Cost-cutting has also become part of the company DNA. In 1986, Kao launched a program dubbed TCR, for total cost reduction, at a time when most big Japanese companies were focused on growing the top line and winning more market share. “There were no sacred cows,” says Hoshino, recounting how the company cut down on the use of colors for packages from four to three. Kao also embarked on the then unheard of practice of selling non-core businesses, including a major floppy disk manufacturer.

What Next?

The latest change comes in April this year, when subsidiaries Kao Cosmetics Sales and Kao Hanbai, which handles consumer products, merge to form Kao Customer Marketing. The decision is emblematic of Kao’s next challenge, which is to refocus on topline growth. Kao is hitting the sales ceiling in Japan, where a declining birth rate and an ageing population limit demand for home care products and even cosmetics. The company projects only 1% to 2% year-on-year expansion at home, even after acquiring Kanebo’s 20,000 dedicated cosmetics stores, which draw women willing to pay a premium for personalized skin-care and make-up counseling.

Growth will have to come from abroad, particularly in China, where Kao aims to boost sales to 20 bn yen a year by 2010, from a mere 2 bn yen currently. Kanebo is key to this strategy. Credit Suisse estimates that Kao’s main Chinese brand, AQUA, is sold in only 200 department store outlets, less than half the distribution reach of rival Shiseido. “We believe that one factor responsible for this difference in business performance is the gap between the two firms in brand appeal and product lineup,” analyst Oshima writes in a report. Kao’s plan is to plug the gap by fielding Kanebo brands, R&D, and marketing know-how. According to Credit Suisse estimates, Kao may spend an extra 10 bn yen a year on marketing to surpass Shiseido’s Chinese sales, which are already in the 20 bn yen range.

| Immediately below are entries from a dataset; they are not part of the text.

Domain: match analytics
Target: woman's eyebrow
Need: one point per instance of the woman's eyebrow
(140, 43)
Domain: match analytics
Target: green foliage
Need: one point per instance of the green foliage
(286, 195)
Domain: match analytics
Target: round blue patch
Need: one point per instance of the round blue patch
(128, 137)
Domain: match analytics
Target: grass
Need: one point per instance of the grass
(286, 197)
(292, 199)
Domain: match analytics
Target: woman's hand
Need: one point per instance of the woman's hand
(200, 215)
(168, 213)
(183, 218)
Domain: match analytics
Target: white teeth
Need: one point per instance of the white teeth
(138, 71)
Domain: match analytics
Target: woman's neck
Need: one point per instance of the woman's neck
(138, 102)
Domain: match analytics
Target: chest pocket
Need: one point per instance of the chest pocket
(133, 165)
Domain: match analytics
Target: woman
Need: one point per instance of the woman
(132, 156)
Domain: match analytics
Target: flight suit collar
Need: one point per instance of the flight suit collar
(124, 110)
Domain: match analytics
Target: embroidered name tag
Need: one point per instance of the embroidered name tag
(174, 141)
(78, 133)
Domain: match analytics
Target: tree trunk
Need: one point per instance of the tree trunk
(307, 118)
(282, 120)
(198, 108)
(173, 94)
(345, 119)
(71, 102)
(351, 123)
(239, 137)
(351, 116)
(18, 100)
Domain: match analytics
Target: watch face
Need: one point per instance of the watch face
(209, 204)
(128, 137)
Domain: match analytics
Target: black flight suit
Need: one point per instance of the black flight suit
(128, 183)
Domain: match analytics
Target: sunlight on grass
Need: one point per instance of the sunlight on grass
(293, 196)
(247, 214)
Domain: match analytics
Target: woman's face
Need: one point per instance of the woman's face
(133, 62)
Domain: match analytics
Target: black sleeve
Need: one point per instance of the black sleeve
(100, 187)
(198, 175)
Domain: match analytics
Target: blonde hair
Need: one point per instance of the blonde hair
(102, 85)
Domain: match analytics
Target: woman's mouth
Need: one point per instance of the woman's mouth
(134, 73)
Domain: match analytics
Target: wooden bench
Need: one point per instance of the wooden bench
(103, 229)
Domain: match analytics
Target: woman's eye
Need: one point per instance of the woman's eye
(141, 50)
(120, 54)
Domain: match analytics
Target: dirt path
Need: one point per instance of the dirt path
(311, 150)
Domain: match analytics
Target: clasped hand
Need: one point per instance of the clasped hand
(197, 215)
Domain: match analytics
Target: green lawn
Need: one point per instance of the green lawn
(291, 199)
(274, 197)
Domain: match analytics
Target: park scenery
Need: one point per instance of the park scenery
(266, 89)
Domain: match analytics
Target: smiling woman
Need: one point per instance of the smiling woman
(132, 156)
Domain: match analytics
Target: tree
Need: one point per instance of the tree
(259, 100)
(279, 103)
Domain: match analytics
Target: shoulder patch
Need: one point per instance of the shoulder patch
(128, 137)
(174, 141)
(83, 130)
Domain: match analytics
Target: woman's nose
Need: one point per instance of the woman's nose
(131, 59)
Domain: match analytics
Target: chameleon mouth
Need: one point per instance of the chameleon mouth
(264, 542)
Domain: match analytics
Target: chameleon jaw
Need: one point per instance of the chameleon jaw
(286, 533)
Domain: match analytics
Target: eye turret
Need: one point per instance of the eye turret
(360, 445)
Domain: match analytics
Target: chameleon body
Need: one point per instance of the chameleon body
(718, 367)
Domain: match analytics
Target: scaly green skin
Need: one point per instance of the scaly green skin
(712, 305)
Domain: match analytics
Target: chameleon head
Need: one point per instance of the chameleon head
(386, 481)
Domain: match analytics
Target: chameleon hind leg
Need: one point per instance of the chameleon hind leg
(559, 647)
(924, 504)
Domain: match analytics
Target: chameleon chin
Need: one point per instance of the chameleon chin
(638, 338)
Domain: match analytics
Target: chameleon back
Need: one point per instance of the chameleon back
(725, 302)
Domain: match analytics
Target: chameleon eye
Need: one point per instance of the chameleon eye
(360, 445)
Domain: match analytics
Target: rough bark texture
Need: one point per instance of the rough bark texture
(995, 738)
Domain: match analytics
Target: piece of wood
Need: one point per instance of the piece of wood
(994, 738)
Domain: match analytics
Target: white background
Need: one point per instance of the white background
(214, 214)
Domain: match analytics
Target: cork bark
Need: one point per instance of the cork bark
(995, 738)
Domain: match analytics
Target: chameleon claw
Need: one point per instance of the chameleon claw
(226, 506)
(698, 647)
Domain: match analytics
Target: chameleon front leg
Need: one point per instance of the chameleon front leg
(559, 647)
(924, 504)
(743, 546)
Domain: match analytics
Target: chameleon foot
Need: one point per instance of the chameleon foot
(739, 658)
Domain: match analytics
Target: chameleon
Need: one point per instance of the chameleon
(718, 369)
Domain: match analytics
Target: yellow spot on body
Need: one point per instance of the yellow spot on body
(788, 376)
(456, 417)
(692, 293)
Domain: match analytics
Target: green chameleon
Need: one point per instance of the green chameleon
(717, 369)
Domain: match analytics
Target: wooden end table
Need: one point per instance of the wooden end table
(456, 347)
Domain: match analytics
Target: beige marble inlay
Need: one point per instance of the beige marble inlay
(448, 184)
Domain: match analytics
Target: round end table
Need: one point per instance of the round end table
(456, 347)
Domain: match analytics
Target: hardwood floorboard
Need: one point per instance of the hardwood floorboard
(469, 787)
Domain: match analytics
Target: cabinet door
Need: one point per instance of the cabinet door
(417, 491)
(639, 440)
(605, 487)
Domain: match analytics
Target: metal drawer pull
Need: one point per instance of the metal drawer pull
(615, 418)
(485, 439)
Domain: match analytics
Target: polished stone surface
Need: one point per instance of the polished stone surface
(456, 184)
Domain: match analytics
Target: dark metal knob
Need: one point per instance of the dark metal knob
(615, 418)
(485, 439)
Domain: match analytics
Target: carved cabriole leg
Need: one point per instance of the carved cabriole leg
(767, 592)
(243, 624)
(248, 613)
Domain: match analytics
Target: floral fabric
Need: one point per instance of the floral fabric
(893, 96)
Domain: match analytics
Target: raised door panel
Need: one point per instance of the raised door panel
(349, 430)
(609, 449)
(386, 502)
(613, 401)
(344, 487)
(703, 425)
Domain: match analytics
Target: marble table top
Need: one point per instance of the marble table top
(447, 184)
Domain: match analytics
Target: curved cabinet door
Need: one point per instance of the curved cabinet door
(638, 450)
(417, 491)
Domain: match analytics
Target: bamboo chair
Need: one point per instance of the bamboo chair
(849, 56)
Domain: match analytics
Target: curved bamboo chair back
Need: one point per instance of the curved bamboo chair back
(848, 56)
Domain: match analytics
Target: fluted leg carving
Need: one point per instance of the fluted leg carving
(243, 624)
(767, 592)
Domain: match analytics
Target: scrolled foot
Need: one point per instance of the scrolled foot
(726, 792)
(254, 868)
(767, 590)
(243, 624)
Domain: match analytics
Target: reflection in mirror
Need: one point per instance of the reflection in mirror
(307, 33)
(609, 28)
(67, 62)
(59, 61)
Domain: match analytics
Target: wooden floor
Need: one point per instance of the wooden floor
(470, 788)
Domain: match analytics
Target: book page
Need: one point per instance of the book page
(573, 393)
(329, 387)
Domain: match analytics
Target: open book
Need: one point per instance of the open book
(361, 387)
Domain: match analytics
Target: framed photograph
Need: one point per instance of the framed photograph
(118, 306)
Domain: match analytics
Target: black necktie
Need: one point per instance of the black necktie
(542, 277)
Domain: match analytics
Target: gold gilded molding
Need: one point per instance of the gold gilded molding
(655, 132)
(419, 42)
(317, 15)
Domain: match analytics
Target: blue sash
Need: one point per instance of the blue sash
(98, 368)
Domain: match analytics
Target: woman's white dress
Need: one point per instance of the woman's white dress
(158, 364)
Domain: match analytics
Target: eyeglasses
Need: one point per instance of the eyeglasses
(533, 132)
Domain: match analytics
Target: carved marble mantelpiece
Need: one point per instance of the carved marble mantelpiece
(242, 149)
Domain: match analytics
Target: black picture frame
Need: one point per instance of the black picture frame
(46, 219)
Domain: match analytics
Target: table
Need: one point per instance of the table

That brings Kao back to the all-important task of integrating Kanebo into the Kao fold. Can Kao really afford to mark time in China and other overseas markets while it woos and waltzes with Kanebo in the stately, consensus-building style of Japanese M&A? Everyone will be watching. “We all know that Kao is a well-managed company,” says Credit Suisse’s Oshima. “The question is where they go from here and what new things they are doing to deliver.” It’s a question that will increasingly be asked of Japan’s other old economy companies – and indeed a question they will be asking themselves.